Cette tourterelle vient moins se reproduire en Europe pour les raisons indiquées plus haut. C’est le seul fait avéré.

Confusion

Certains prétendent que le fait de la chasser en été au Maroc mine l’espèce. Ils ont tort car ils confondent deux oiseaux.

La tourterelle chassée là-bas n’est pas « la nôtre ». Dans sa thèse (« Contribution à l’étude de la tourterelle des bois », 2002, école vétérinaire de Toulouse), le Dr Michael Christophe Dubois le rappelle : « au Maroc, la chasse à la tourterelle porte essentiellement sur Streptopelia turtur arenicola, sous-espèce différente de celle qui fréquente l’Europe. La chasse au Maroc n’influence donc pas les populations de Streptopelia turtur turtur ».

C’est si vrai d’ailleurs qu’arenicola niche en mai-juin dans les orangers d’Afrique du nord, à l’époque où turtur niche en Europe !

Au physique, arenicola ressemble comme une sœur à la migratrice européenne. Les deux oiseaux sont impossibles à différencier. On retrouve le même manteau fauve taché de noir et le triple collier de velours noir.

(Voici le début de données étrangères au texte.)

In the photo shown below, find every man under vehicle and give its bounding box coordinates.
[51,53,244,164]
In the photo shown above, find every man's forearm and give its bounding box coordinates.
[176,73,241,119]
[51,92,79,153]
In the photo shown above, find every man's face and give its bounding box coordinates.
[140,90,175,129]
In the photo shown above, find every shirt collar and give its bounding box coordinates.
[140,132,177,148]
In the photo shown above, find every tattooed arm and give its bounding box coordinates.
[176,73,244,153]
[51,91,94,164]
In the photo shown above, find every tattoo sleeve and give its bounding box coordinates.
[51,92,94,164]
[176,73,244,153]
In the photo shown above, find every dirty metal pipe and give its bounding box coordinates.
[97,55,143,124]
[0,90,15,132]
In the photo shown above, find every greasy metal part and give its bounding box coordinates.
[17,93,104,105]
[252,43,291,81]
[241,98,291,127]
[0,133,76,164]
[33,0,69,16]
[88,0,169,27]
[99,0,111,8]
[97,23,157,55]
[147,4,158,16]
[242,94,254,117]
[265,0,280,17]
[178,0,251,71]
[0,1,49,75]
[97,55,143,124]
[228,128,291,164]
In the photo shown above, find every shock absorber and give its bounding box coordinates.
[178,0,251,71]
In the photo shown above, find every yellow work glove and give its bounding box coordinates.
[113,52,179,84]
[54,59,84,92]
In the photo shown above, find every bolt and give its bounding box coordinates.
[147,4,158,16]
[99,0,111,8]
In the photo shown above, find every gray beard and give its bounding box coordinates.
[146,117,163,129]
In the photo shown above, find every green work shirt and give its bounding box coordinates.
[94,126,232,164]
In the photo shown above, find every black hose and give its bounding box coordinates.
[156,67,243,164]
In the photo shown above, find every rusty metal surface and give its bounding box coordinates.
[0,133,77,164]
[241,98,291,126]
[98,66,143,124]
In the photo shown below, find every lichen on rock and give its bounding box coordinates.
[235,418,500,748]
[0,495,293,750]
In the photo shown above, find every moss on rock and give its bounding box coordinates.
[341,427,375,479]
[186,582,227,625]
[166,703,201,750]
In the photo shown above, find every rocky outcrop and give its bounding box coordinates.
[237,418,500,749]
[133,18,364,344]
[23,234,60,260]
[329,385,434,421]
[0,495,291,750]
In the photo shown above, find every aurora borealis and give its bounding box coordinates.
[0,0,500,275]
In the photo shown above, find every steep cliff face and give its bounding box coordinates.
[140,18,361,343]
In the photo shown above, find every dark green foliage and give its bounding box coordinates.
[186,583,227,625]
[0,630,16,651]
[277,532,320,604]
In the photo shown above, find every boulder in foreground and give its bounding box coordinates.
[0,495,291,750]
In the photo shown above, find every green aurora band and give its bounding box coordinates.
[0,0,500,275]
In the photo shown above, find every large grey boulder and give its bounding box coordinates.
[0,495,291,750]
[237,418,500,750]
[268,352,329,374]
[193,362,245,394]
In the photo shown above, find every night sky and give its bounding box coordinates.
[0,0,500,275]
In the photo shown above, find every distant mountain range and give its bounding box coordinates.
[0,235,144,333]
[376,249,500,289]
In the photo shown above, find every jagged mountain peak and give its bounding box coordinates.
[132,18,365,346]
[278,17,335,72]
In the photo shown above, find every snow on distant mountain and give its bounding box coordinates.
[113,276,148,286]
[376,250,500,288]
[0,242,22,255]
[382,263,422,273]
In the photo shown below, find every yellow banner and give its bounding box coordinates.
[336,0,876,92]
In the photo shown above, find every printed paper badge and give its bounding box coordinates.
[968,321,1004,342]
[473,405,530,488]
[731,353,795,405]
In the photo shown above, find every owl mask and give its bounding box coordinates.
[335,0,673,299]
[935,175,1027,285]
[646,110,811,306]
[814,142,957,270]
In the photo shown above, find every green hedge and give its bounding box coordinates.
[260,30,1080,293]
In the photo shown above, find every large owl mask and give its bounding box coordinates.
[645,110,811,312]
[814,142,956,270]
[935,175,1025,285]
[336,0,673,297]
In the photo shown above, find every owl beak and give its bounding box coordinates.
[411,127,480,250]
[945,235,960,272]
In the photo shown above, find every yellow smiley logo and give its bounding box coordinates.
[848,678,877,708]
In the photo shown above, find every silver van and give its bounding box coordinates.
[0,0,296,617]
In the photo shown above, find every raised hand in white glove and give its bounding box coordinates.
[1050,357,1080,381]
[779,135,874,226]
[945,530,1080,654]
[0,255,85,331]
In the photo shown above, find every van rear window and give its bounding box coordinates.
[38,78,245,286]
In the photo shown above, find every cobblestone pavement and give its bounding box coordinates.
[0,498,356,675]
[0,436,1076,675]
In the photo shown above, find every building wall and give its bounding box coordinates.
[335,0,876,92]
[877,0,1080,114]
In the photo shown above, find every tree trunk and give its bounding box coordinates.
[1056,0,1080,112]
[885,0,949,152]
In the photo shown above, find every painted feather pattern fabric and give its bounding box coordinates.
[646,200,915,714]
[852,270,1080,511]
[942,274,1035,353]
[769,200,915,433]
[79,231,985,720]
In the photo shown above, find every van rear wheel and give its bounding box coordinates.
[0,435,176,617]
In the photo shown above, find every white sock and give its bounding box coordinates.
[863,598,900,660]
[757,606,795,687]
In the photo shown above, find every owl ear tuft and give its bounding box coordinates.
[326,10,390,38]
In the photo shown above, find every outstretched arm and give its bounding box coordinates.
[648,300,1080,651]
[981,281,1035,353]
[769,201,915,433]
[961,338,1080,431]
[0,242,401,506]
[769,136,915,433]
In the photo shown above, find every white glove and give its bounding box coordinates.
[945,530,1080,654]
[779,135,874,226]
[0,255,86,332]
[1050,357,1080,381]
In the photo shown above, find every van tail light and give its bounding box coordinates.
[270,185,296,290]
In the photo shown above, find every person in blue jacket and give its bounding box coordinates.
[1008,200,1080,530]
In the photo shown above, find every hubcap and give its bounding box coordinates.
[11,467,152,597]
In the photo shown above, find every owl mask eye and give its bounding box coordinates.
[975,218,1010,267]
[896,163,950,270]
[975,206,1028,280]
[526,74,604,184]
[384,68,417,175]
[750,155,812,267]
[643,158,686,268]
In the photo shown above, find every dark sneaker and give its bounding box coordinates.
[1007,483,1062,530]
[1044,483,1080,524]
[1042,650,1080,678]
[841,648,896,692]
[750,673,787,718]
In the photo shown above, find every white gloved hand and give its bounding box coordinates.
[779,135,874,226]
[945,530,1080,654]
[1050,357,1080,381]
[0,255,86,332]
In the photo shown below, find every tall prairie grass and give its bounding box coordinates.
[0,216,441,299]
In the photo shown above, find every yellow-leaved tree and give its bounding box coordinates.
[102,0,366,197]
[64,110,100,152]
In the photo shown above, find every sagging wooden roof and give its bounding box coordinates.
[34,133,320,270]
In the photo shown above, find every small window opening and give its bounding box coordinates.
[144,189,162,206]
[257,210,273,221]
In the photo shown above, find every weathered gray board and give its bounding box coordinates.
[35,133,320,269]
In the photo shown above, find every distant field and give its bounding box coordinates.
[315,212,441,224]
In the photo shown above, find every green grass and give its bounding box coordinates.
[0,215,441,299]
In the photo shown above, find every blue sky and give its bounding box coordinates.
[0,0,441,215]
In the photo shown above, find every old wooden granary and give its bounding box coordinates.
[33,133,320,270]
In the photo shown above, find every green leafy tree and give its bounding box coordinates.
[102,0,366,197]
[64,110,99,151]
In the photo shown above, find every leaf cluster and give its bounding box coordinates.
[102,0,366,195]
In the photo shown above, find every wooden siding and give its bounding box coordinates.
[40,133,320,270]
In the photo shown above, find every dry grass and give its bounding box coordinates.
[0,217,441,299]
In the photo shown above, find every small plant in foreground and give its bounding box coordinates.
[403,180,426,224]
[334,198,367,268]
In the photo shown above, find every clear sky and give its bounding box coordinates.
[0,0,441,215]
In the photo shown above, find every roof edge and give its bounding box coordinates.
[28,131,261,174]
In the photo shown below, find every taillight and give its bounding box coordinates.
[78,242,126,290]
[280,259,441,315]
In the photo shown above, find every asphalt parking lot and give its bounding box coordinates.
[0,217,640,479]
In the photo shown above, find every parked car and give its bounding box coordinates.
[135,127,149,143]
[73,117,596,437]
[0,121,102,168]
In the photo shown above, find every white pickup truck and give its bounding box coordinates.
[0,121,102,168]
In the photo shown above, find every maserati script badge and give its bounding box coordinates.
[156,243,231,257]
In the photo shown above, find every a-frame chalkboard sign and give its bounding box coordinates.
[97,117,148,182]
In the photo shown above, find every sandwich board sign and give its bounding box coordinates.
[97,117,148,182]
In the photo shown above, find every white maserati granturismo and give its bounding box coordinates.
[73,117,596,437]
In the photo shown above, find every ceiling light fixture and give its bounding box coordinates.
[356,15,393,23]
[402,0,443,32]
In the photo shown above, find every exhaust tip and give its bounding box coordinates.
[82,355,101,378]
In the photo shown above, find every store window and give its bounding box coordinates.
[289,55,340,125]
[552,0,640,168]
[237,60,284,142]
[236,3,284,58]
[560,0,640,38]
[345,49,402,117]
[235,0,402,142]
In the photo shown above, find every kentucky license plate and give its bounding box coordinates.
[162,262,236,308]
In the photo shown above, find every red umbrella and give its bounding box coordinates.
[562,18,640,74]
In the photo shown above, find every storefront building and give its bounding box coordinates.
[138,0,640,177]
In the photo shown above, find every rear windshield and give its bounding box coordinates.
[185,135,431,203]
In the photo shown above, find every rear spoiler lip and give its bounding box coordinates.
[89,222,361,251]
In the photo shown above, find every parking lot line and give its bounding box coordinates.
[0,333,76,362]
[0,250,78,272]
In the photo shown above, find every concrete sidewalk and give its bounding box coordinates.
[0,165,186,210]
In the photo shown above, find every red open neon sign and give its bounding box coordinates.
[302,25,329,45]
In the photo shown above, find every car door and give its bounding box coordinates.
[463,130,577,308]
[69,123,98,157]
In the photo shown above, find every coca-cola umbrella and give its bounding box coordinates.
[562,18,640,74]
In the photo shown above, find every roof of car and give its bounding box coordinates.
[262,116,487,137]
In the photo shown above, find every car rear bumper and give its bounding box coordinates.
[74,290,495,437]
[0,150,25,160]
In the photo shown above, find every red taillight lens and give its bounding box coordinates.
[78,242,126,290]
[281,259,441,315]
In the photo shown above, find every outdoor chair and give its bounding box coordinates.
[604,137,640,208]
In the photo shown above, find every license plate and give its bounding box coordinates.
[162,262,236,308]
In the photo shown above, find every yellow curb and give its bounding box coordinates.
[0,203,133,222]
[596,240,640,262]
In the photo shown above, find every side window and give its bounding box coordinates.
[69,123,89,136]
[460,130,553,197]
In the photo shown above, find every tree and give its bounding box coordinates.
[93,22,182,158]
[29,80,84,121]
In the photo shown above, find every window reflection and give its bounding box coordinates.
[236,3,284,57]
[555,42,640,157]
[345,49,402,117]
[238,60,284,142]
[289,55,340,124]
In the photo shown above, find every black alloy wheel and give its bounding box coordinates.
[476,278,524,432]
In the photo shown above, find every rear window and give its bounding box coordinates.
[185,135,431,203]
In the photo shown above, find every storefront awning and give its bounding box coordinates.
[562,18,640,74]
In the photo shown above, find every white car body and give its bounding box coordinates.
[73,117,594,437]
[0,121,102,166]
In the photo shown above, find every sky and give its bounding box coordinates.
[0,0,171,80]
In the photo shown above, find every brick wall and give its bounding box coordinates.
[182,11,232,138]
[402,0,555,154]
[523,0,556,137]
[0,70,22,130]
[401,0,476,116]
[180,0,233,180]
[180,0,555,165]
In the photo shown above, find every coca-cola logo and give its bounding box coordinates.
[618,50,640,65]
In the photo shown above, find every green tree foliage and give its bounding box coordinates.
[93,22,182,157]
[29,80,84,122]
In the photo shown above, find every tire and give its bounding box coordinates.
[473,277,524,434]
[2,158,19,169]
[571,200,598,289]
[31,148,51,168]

Rappelons qu’au Maroc, toutes les conditions sont réunies pour que la cousine prospère : champs de blé pour la nourriture, vastes orangeraies pour la nidification. La date d’ouverture a été repoussée pour qu’elle puisse se reproduire dans la tranquillité.

On voit donc que la chasse a un impact marginal sur la tourterelle des bois. D’une part, la chasse de printemps a été définitivement supprimée.

D’autre part, compte tenu des dates d’ouverture, la chasse d’été sur les jeunes et les adultes ne durait au maximum qu’une quinzaine de jours. Et uniquement dans certains départements du sud de la France.

Ensuite, les oiseaux filent vers l’Afrique – Sénégambie, Mali, Burkina Faso, Guinée-Bissau et nord de la Guinée – où les attend une nature intacte et accueillante.